Die Fristen im Überblick
| Zeitraum | Praktische Einordnung |
|---|---|
| 2025 und 2026 | Rechnungsaussteller dürfen unter den gesetzlichen Voraussetzungen weiterhin Papier oder – mit Zustimmung des Empfängers – ein unstrukturiertes elektronisches Format verwenden. |
| 2027 | Für bestimmte Aussteller kann die Übergangsregel weitergelten; entscheidend sind insbesondere die gesetzlichen Voraussetzungen und der Vorjahresumsatz. |
| Ab 2028 | Die allgemeinen Übergangsregeln laufen aus. Für erfasste inländische B2B-Umsätze ist grundsätzlich eine E-Rechnung auszustellen. |
Empfang und Ausstellung nicht verwechseln
Die Möglichkeit, noch eine sonstige Rechnung auszustellen, bedeutet nicht, dass der Empfänger E-Rechnungen ablehnen darf.
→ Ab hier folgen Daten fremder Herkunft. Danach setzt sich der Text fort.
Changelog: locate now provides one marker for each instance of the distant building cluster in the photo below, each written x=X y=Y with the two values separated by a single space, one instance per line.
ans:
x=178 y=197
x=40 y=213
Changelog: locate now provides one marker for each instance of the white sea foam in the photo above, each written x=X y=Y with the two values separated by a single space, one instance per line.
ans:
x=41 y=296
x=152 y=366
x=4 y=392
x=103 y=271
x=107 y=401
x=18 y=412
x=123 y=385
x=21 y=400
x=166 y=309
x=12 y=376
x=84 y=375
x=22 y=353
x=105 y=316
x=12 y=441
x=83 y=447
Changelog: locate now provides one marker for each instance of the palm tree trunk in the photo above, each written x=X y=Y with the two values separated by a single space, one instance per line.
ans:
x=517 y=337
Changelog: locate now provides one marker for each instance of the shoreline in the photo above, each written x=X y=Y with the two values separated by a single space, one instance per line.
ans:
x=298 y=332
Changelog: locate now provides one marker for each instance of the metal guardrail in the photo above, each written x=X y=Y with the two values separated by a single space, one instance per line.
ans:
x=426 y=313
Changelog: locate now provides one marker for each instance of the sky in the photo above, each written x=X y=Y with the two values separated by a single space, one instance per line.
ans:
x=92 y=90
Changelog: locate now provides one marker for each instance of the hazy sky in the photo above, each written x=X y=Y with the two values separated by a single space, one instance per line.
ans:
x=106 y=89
Inländische Unternehmen müssen den Empfang grundsätzlich seit 2025 ermöglichen.
Für den Empfang kann technisch bereits ein geeignetes E-Mail-Postfach ausreichen. In der Praxis benötigen Unternehmen zusätzlich Prozesse zum Öffnen, Prüfen, Buchen und Archivieren strukturierter Daten.
Welcher Zeitpunkt zählt?
Für die Einordnung ist grundsätzlich der Zeitpunkt des ausgeführten Umsatzes maßgeblich. Eine später erstellte Rechnung kann deshalb noch den Regeln des Zeitraums unterliegen, in dem die Leistung ausgeführt wurde.
Vorbereitung ohne unnötigen Systemwechsel
- Zentralen Empfangskanal definieren.
- XRechnung und ZUGFeRD testweise öffnen und validieren.
- Buchhaltungssoftware und Archiv auf strukturierte Originaldaten prüfen.
- Lieferanten und Kunden über bevorzugte Formate und Übertragungswege informieren.
Praxisbeispiel: Leistung 2026, Rechnung 2027
Ein Unternehmen erbringt eine B2B-Leistung im Dezember 2026 und stellt die Rechnung erst im Januar 2027 aus. Für die Übergangsregel ist nicht allein das Versanddatum entscheidend. Der Leistungszeitpunkt und die für diesen Umsatz geltenden Voraussetzungen müssen gemeinsam geprüft werden. Deshalb sollten ERP und Buchhaltung Leistungsdatum, Rechnungsdatum und verwendetes Format getrennt speichern.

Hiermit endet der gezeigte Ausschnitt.